You are welcome! But how to receive a rich welcome?
Key verses: 2 Peter 1:10-11
10 Therefore, my brothers and sisters, make every effort to confirm your calling and election. For if you do these things, you will never stumble, 11 and you will receive a rich welcome into the eternal kingdom of our Lord and Saviour Jesus Christ.
Scripture: 2 Peter 1:1-11
1 Simon Peter, a servant and apostle of Jesus Christ,
To those who through the righteousness of our God and Saviour Jesus Christ have received a faith as precious as ours:
2 Grace and peace be yours in abundance through the knowledge of God and of Jesus our Lord.
Confirming one’s calling and election
3 His divine power has given us everything we need for a godly life through our knowledge of him who called us by his own glory and goodness. 4 Through these he has given us his very great and precious promises, so that through them you may participate in the divine nature, having escaped the corruption in the world caused by evil desires.
5 For this very reason, make every effort to add to your faith goodness; and to goodness, knowledge; 6 and to knowledge, self-control; and to self-control, perseverance; and to perseverance, godliness; 7 and to godliness, mutual affection; and to mutual affection, love. 8 For if you possess these qualities in increasing measure, they will keep you from being ineffective and unproductive in your knowledge of our Lord Jesus Christ. 9 But whoever does not have them is short-sighted and blind, forgetting that they have been cleansed from their past sins.
10 Therefore, my brothers and sisters, make every effort to confirm your calling and election. For if you do these things, you will never stumble, 11 and you will receive a rich welcome into the eternal kingdom of our Lord and Saviour Jesus Christ.
(Message)
See v10.
10 Therefore, my brothers and sisters, make every effort to confirm your calling and election. For if you do these things, you will never stumble,
Calling and election is yet another example of Peter’s use of a pair of words of very similar meaning.

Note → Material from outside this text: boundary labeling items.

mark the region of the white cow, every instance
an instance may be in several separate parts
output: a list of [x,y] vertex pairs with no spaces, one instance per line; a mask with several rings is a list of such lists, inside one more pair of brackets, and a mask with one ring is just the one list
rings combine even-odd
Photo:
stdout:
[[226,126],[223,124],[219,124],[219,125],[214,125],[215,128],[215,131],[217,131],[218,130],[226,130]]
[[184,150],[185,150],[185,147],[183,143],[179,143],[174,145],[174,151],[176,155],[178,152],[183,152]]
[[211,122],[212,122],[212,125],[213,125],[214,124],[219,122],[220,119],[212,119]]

If a distinction is to be made between them, we can say that election is a prior decision to select someone from a group (as, for example, God selecting Israel out of the nations to be his people), while calling is the actual process of inviting the elected ones to share in the privileges and responsibilities of their election. The one who does the calling and choosing is God. These two terms stress the fact that it is through God’s initiative that people experience a new relationship with God. [2]
But how do people confirm their call and election? We should of course avoid translating this in such a way as to make the calling and election dependent on human action rather than on divine initiative. God is the one who calls, but those who are called must show by their action that their call is real and that their election is absolutely certain. In this way they themselves, as well as people from outside the church, won’t have any doubt regarding the genuineness of God’s call. [2]
This emphasis on the importance of the human role in the Christian life serves to remind the readers that there are teachers who would like to lead them into a morally lax existence. In such cases it is possible to restructure the ordering of these clauses completely and say, for example, “My brothers, God has called you to follow him and has chosen you to be his people. So, if you want to insure that this experience lasts permanently, you must try even harder than you have up to now” or “… Therefore try even harder to act in a way that will prove to yourselves and others that God has really called you to follow him and has chosen you to be his people.” [2]
If you do these things can refer to what comes immediately before, that is, making sure of your calling and election, or else to the virtues in verses 5–7, since literally this reads “if you do these things.” “Stumble,” in this context can refer to committing error or sinning, or falling away from the faith and becoming unfaithful to Christ. Some commentators take this in a future sense, taking “stumble” as referring to the inability of reaching final salvation. The Greek negative (never) here is emphatic, with the sense of “never, never,” or “never at any time.” [2]
- If the translator understands the phrase if you do these things to refer to the virtues listed in verses 5–7, and stumble to refer to “becoming unfaithful to Christ,” an alternative translation model is the following; “If you follow these qualities you will never stop trusting in Christ.” However, if stumble is understood as committing error or sinning, then one can translate “if you follow these qualities you will never fall into sin.” [2]
- However, if translators understand if you do these things to refer to what comes immediately before this text, an alternative translation model is the following: “if you insure that God has called you and chosen you, you will never stop trusting in Christ (or, never fall into sin).” [2]
See v11.
11 and you will receive a rich welcome into the eternal kingdom of our Lord and Saviour Jesus Christ.
This verse continues the thought of verse 10 and mentions in a positive way the reward that comes to believers as they make sure of their call and election. It begins with the word ‘and’, again referring back to the virtues mentioned earlier. In many languages this can be rendered as “By doing all these things …” [2]
Reference
[1] The Holy Bible: New International Version (Anglicised Edition, 2011). (2011). (Revised and updated edition, 2 Pe 1:10–11). London: Hodder & Stoughton.
[2] Arichea, D. C., & Hatton, H. (1993). A handbook on the letter from Jude and the second letter from Peter (pp. 83–85). New York: United Bible Societies.